Fin de partie, Generali et Crédit Agricole ont annoncé mercredi la dissolution de leur pacte d'actionnaires concernant leurs participations dans la banque Intesa Sanpaolo. La dissolution de cet accord sera effective le 19 mars. La décision de dissoudre le pacte intervient deux jours avant les conclusions de l'autorité antitrust italienne au sujet de cet accord qu'elles soupçonnaient de contrevenir aux conditions posées à la fusion qui a donné naissance à Intesa Sanpaolo en 2006.
Ces conditions interdisaient tout pacte d'actionnaires et obligeaient le Crédit Agricole à ramener sa participation sous 5% début 2008 et sous 2% en 2009. Intesa Sanpaolo était donc sous la menace d'une amende de 500 millions d'euros.
La banque risquait cette sanction car elle s'était engagée à ce que le Crédit Agricole réduise sa participation et n'intervienne pas dans la gouvernance en échange du feu vert à la fusion entre Banca Intesa et San Paolo Imi qui lui a donné naissance fin 2006. Or tout au contraire, le Crédit Agricole et Generali, qui détiennent respectivement 5,8% et 5,1% du capital de la première banque de dépôts d'Italie, avaient convenu de se consulter mutuellement sur toute décision stratégique d'Intesa.
Ce pacte a en outre permis depuis le 1er juillet au Crédit Agricole de consolider sa participation dans Intesa comme une participation stratégique, lui évitant ainsi de passer dans ses comptes une dépréciation de valeur estimée par certains analystes comme Macquarie à 1,5 milliard d'euros.
Une porte-parole de la banque française s'est refusée à tout commentaire sur les conséquences de cette dissolution.
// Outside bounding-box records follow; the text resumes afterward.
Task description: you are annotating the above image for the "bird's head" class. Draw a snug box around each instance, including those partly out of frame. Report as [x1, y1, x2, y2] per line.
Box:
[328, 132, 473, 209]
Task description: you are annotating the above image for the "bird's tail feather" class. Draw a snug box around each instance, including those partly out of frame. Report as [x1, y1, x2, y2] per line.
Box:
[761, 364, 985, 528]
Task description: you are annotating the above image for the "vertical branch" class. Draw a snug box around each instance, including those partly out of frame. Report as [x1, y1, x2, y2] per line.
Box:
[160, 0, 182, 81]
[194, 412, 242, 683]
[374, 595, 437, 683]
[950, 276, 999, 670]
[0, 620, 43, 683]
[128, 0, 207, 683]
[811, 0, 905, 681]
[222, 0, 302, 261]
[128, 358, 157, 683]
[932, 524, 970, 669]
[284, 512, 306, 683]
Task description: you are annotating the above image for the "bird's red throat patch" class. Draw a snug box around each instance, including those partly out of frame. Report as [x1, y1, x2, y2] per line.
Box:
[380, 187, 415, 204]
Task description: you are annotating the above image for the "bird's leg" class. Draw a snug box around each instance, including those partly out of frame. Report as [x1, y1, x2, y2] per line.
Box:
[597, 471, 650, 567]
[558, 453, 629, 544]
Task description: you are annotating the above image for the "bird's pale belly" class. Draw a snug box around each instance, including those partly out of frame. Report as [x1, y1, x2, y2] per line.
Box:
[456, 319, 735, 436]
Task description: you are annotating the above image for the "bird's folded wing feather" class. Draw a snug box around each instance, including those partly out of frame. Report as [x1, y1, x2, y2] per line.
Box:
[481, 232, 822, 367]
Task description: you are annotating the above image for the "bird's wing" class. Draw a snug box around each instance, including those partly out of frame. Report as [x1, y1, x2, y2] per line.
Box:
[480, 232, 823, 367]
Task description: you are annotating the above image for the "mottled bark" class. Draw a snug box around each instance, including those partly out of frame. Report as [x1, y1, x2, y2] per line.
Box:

Le Crédit Agricole doit publier ses résultats du quatrième trimestre le 25 février.
Plus tôt dans la journée, Corrado Passera, administrateur délégué d'Intesa Sanpaolo s'est dit optimiste concernant une résolution heureuse du différend avec les autorités antitrust.
Mercredi, avant l'annonce de la dissolution du pacte avec Generali, l'action Crédit agricole a terminé à 10,78 euros en hausse de 3,11%. Depuis le début de l'année, elle abandonne néanmoins 12,8%, sous-performant l'indice sectoriel DJ Stoxx des banques européennes (-6,72%). Le titre Intesa a de son côté clôturé à 2,705 euros en hausse de 0,19%. Il recule de 14% depuis le 1er janvier.